I'm wondering if this isn't actually a larger issue, outside of NFS.
For example, when i use SPNEGO/Negotiate authentication in a
firefox/iceweasel browser to foo.example.com, firefox appears to
normalize the request via a DNS reverse lookup before requesting a krb5
ticket.
-------------------------
0 dkg@...ce:~$ klist
Ticket cache: FILE:/tmp/krb5cc_1000
Default principal: dkg@...MPLE.COM
Valid starting Expires Service principal
28/06/2013 10:32 29/06/2013 01:32 krbtgt/EXAMPLE.COM@...MPLE.COM
renew until 29/06/2013 10:32
0 dkg@...ce:~$
[ then i point my browser (debian iceweasel 22.0-1, maintainer Cc'ed
here) at http://foo.example.com/login, which does WWW Negotiate
authentication, but the PTR record refers to bar.example.com ]
0 dkg@...ce:~$ klist
Ticket cache: FILE:/tmp/krb5cc_1000
Default principal: dkg@...MPLE.COM
Valid starting Expires Service principal
28/06/2013 10:32 29/06/2013 01:32 krbtgt/EXAMPLE.COM@...MPLE.COM
renew until 29/06/2013 10:32
28/06/2013 15:02 29/06/2013 01:32 HTTP/bar.example.com@
renew until 29/06/2013 10:32
28/06/2013 15:02 29/06/2013 01:32 HTTP/bar.example.com@...MPLE.COM
renew until 29/06/2013 10:32
0 dkg@...ce:~$
-------------------------
On the server side, using debian's libapache2-mod-kerb 5.4-2 (maintainer
cc'ed as well), apache does a reverse lookup on its own virtualhost name
(confirmed by observing traffic with tcpdump).
So it seems like the same argument used above for NFS applies to the
web/negotiate/spnego/gssapi/krb5 use case: an attacker capable of
poisoning the DNS and intercepting traffic could make an authenticated
victim do something on server A while thinking that they were
manipulating server B, based on their kerberos credentials.

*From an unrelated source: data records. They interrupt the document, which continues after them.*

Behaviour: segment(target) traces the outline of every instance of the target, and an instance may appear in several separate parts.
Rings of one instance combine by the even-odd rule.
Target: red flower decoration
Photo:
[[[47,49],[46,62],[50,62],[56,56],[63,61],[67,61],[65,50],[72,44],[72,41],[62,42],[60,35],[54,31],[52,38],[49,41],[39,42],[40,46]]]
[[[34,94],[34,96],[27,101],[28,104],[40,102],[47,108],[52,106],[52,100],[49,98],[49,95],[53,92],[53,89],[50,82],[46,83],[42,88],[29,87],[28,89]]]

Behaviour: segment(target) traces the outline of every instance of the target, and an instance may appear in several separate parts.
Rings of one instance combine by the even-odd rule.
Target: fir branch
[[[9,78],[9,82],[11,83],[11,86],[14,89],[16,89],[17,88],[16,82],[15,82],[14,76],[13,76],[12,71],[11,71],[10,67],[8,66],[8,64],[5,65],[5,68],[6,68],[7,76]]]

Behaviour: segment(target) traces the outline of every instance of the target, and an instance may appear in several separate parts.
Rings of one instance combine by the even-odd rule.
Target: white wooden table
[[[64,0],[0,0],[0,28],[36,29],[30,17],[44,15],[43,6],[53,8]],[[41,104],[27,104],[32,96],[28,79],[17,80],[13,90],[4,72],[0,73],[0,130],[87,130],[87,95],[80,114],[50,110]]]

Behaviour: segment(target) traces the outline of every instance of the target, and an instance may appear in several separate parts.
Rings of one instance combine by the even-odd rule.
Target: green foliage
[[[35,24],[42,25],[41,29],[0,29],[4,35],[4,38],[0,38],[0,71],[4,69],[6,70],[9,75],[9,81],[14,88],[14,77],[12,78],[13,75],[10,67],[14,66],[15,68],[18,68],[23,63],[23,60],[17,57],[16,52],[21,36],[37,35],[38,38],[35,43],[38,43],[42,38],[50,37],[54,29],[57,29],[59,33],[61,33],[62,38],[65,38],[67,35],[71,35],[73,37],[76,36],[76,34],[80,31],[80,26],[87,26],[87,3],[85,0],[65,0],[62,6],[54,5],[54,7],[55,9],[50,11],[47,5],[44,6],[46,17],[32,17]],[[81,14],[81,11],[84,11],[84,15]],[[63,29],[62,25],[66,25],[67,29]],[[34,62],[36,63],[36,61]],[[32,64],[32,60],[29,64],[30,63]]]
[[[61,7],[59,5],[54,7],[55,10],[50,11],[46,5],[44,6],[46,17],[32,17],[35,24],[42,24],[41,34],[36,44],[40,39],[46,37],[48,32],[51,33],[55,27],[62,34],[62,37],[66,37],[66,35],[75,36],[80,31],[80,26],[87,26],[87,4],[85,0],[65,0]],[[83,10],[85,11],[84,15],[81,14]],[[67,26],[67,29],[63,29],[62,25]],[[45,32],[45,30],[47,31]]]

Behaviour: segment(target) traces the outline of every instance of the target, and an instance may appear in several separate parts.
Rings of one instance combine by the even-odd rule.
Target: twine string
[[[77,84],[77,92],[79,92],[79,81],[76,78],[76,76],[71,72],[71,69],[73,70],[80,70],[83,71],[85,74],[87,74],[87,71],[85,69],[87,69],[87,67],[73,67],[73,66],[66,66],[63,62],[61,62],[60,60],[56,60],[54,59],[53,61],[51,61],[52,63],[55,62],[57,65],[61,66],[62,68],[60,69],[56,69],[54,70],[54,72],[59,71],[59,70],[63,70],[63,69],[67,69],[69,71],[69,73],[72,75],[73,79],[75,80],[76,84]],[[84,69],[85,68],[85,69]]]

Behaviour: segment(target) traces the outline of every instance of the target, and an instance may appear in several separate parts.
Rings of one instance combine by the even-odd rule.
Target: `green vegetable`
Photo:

Is it possible that this is a bigger problem that needs to be addressed
at the krb5 level? iirc, reverse DNS has traditionally been a known
point of concern for krb5 deployments, but maybe the specific attacks
just haven't been explicitly articulated or identified as a problem?
I might also be confused; feel free to point me to corrective material.